McCully K S, Rinehimer L A, Gillies C G, Hopfer S M, Sunderman F W
Virchows Arch A Pathol Anat Histol. 1982;394(3):207-20. doi: 10.1007/BF00430666.
Histopathological examinations were performed upon groups of male Fischer rats killed at intervals from 1 h to 18 weeks after unilateral intrarenal (ir) injection of nickel subsulfide (2.5 or 5 mg of Ni3S2/rat). Consistent with previous findings, erythroid hyperplasia of bone marrow and spleen occurred from 2 to 18 weeks after Ni3S2-treatment, resulting in pronounced erythrocytosis. Hitherto unreported effects of Ni3S2-treatment include: (a) marked glomerulomegaly and hyperplasia of mesangial cells in both kidneys; (b) hyperplasia of submandibular salivary glands, and (c) widespread arteriosclerotic lesions. The present study suggests that mesangial cells of renal glomeruli produce erythropoietin. Discovery that ir injection of Ni3S2 induces arteriosclerotic lesions in rats furnishes a new experimental model to investigate the pathogenesis of arteriosclerosis.

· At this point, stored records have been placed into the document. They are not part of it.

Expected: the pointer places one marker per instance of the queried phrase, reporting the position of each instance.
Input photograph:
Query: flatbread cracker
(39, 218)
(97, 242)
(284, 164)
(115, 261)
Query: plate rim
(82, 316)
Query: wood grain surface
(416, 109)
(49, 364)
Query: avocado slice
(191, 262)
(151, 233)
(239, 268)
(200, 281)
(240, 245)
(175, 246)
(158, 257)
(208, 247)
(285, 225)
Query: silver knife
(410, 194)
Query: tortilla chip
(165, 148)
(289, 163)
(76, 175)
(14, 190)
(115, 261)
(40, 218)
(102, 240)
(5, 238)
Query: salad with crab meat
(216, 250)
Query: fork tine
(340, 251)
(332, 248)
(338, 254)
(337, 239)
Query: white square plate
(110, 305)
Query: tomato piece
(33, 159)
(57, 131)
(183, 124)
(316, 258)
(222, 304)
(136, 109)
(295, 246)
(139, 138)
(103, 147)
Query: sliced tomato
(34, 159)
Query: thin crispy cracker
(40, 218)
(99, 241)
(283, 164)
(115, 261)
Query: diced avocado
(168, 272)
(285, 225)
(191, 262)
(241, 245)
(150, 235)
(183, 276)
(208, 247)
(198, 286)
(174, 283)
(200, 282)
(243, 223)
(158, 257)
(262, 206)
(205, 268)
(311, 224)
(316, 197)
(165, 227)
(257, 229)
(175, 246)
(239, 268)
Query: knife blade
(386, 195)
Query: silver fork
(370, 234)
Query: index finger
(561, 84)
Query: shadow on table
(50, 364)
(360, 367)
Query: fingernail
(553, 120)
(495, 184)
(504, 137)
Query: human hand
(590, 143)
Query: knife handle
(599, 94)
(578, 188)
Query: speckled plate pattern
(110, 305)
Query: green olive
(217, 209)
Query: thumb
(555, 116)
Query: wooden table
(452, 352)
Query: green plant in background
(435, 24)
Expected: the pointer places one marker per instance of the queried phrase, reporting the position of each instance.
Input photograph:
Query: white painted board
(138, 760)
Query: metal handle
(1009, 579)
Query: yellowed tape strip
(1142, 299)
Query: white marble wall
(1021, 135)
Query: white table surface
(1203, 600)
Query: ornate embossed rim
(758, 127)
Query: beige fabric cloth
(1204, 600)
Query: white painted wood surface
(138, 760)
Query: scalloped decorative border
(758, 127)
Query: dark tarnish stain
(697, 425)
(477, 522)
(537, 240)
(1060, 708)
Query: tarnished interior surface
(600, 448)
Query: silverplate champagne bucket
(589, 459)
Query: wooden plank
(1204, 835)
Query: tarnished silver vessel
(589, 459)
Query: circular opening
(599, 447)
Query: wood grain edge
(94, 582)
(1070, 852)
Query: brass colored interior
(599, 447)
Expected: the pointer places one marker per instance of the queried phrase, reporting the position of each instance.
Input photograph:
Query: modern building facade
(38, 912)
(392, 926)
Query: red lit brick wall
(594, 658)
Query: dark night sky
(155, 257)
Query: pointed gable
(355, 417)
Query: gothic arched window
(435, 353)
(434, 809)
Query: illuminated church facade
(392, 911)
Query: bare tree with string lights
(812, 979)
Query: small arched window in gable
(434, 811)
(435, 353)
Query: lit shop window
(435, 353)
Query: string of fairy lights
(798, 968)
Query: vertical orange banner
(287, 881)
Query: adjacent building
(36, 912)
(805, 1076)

对单侧肾内(ir)注射硫化镍(2.5或5mg Ni3S2/大鼠)后1小时至18周内不同时间点处死的雄性Fischer大鼠组进行了组织病理学检查。与先前的研究结果一致,在Ni3S2处理后2至18周出现骨髓和脾脏的红细胞增生,导致明显的红细胞增多症。Ni3S2处理迄今未报告的影响包括:(a)双侧肾脏肾小球显著肿大和系膜细胞增生;(b)下颌下唾液腺增生,以及(c)广泛的动脉粥样硬化病变。本研究表明肾小球系膜细胞产生促红细胞生成素。发现ir注射Ni3S2可诱导大鼠动脉粥样硬化病变,为研究动脉粥样硬化的发病机制提供了一个新的实验模型。